Austree Willow Hybrid trees are incredibly fast growing, have few problems grown in almost any soil (including wet or dry) and make excellent screening plants for wide open spaces.
This plant is often used as wind break or shelterbelt to protect your house from wind and snow. Why not? These trees can put on over ten feet in a single season… and more! You can see why we have a hard time keeping these in stock. If you see them, buy them.
No one said that you have to plant them in a straight row. You can use them in a staggered row, or in a much less formal planting that will fit into the landscape with much more finesse. They can also be used as quick cover to eliminate unsightly views or as a large backdrop to your property.
The green foliage is a bit silvery on the underside of the fine textured leaves and the new growth is a bit kinky. This is similar to a Corkscrew Willow, so there is an interesting look to the plant. It grows so quickly you will be amazed.
Don’t cut off the bottom branches of this tree. They look fantastic when they are allowed to branch close to the ground. Plants with lower branching offer better wind reduction and better screening.
Flame Willow (Salix ‘Flame’) can grow as tall as 15-20 feet, unless you decide to prune it down to size. Try it as an excellent plant to screen an ugly view or use as a backdrop to a colorful shrub or mixed border.

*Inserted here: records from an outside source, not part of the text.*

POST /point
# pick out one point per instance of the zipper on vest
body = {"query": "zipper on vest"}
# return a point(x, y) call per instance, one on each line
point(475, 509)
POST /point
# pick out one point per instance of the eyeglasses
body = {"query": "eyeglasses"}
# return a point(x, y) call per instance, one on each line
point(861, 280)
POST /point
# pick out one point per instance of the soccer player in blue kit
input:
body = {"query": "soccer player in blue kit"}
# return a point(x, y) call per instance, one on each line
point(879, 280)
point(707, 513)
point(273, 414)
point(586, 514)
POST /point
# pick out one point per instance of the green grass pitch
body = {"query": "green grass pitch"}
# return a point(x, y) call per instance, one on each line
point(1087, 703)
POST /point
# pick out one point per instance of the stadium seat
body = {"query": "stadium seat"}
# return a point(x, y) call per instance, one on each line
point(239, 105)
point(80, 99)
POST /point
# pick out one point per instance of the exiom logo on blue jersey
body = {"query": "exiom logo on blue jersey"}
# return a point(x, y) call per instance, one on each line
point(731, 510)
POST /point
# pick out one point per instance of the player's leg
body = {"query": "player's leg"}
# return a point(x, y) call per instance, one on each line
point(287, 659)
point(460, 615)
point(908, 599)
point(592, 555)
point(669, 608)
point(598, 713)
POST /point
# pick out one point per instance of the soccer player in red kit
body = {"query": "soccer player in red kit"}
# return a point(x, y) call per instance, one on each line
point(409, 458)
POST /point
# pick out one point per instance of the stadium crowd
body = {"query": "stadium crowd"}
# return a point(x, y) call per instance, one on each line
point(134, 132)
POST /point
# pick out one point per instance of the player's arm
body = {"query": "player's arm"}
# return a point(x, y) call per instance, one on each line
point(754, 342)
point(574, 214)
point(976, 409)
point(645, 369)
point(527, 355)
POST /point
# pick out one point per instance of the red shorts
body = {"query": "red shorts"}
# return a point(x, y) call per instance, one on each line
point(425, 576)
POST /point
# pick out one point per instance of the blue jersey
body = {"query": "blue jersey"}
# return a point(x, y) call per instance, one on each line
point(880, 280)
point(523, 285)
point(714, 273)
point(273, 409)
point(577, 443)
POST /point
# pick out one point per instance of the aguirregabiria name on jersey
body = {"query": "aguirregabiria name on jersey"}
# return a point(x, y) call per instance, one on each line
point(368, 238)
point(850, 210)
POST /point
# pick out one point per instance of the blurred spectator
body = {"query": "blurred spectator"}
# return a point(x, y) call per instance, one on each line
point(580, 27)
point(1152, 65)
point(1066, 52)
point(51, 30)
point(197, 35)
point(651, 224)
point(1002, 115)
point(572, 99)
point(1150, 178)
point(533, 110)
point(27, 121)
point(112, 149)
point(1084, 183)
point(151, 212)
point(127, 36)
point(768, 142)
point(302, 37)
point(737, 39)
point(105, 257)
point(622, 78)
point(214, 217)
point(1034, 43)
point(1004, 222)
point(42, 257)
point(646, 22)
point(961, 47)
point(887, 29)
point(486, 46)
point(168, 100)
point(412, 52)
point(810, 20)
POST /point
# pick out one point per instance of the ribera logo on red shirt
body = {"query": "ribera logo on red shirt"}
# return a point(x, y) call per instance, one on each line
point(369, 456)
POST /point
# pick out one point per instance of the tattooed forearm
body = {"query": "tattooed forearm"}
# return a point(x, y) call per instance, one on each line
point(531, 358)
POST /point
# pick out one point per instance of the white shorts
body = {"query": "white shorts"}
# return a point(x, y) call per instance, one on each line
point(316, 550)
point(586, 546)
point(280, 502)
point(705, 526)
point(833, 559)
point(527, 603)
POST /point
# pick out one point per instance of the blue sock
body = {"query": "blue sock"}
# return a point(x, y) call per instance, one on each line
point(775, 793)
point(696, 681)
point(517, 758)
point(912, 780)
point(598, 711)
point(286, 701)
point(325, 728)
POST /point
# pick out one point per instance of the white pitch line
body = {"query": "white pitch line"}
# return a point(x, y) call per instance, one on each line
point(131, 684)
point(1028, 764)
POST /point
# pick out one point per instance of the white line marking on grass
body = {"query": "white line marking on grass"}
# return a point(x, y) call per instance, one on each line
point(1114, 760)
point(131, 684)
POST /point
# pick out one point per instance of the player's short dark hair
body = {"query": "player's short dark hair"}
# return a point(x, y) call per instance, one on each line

When autumn rolls around and the foliage drops off, the stems come to life with orange and red coloration that remains attractive all winter. In late winter, it looks like a large flame from a distance. This is definitely a plant you will post a picture of when the bark color fires up.
You’ll LOVE their amazing color during the dormant period. This is called "Winter Interest" and it's a very welcome visual concept during the winter. Give yourself something bright and beautiful to look at during the short, cold days.
Flame Willows are also wildly adaptable to most soil types and conditions. They are fast growers and can screen off unsightly areas quickly and efficiently with the amazing color during the dormant period.
To keep the bark color the most brilliant, you will want to selectively remove the thickest, heaviest stems by cutting them out right down to the ground – but leaving the younger and thinner stems in place. The renewal pruning method keeps new shoots emerging from the roots and keeping the plant vigorous and healthy with the removal of the older stems eliminates the potential for disease.
If it ever gets too overgrown or out of hand, simply cut all of the stems to the ground early one spring and you will be rewarded with all new young growth that will grow several feet in just weeks. Flame Willow is a colorful, “no brainer” selection for big, open areas.
Enjoy these fabulous trees. Use them in the right spot, and you won’t have a headache on your hands. Instead, you’ll have motion and sound to enjoy. And get ready for spring. Their bright green foliage knocks your socks off.